Spotlight: A Different Approach to “Fixing” Drainage

Spotlight: A Different Approach to “Fixing” Drainage

Late Fall 2020

Residential stewardship is a hot topic for homeowners to make their own changes and increase stormwater management in their own homes. “A Different Approach to ‘Fixing’ Drainage” is the first place winner for the 2021 Best Residential Project BUBBA! In this project, the problem was a backyard drainage concern. There is a flat area in the backyard that is pooling water. The goal of the project team was to fix the drainage issue while creating new wildlife habitat. Initially, the solution was to implement a typical rain garden plant palette, but due to the water characteristics in the area, a different solution was proposed. The groundwater in the area indicated a high seasonally high water table. In addition, the site would be very wet during the spring and very dry during the summer. 

“The proposed solution: Make it wetter.”

Vernal Pool Plan

The proposed solution uses vernal pools which are small, shallow, ephemeral water bodies. Vernal pools fit the water characteristics of the backyard due to the pool filling each spring by rain and snow, while it is drier during the summer. The vernal pools can support many different species of animals that require these temporary wetland habitats. This also created an opportunity to direct additional runoff towards the project area to increase seasonal surface ponding and increase the sub-surface moisture level during the drier months. 

The plant palette consisted of native plants, some popular and some less common. Some of the popular natives include Magnolia virgniana, Clethra alnifolia, and Carex crinita. Some of the less common natives include Vaccinium corymbosum, Ludwigia alternifolia, and Dichanthelium clandestinum. The plant palette created a diverse selection of plants that looks like they can be found locally.
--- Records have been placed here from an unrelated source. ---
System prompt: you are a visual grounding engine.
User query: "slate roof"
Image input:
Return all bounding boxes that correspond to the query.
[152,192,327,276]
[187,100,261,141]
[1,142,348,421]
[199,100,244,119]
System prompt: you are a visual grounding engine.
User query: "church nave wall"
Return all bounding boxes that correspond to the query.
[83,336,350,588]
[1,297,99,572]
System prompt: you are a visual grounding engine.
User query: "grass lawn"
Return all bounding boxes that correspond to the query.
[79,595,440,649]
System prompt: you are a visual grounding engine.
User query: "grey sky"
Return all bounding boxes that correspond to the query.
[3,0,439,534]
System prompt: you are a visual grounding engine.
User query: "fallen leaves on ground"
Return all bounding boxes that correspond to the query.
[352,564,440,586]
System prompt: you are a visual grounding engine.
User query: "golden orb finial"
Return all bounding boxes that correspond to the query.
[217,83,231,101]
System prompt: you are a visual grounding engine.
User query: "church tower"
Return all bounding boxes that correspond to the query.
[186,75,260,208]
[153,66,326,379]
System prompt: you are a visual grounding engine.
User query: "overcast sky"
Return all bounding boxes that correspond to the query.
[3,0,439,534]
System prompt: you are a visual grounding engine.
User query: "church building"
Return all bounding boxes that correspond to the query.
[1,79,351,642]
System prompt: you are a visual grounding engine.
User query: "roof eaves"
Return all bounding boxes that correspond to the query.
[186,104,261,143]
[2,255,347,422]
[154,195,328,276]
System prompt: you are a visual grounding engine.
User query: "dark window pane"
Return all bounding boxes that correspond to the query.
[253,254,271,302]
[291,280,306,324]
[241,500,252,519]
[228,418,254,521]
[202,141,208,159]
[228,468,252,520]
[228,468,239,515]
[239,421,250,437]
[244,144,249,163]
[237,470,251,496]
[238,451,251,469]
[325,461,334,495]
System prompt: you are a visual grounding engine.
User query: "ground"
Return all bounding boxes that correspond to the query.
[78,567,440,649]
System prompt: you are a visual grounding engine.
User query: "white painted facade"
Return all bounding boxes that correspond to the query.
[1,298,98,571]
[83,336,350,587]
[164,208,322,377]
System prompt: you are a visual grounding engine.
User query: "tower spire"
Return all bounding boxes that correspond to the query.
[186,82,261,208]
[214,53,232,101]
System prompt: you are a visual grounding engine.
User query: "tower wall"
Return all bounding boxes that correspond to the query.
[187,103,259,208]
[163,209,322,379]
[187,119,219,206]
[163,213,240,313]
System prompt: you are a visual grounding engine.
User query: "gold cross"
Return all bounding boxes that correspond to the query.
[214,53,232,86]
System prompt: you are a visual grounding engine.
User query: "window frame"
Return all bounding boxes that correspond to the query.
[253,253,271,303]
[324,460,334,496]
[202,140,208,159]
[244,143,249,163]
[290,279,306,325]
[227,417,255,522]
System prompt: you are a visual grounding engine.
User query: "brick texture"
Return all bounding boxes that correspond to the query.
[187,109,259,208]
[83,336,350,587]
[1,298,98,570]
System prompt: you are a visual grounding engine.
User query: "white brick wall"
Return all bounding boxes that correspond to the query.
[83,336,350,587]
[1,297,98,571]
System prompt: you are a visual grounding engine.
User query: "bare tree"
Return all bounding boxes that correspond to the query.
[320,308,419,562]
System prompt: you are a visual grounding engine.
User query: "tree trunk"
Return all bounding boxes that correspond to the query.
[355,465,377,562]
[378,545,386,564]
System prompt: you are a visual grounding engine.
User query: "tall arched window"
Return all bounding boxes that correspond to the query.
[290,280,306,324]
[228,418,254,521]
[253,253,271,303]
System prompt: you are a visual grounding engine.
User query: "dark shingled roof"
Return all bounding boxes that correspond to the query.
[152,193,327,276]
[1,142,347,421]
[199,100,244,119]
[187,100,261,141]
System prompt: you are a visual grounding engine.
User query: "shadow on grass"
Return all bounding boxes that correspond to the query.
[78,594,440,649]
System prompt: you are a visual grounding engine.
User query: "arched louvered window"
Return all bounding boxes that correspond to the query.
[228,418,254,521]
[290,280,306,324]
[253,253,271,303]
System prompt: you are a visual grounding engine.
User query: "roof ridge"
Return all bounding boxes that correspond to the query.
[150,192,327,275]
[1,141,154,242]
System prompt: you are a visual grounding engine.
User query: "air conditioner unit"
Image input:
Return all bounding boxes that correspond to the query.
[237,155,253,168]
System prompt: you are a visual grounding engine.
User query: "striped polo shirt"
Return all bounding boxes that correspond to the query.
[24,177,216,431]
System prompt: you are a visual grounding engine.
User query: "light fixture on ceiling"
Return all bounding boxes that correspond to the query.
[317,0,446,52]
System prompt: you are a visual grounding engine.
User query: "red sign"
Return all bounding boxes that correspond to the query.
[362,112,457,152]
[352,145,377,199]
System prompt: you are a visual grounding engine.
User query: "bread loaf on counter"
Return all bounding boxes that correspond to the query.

In the end, the project was successful in achieving the homeowner’s goals of fixing the drainage issue and creating wildlife habitat. This simple drainage project is able to detain and retain impervious runoff, establish habitat, and showcase the beauty of a native plant community. In the vernal pool, tadpoles, dragonflies, and even wood frogs were spotted. This truly is an extraordinary residential stewardship project.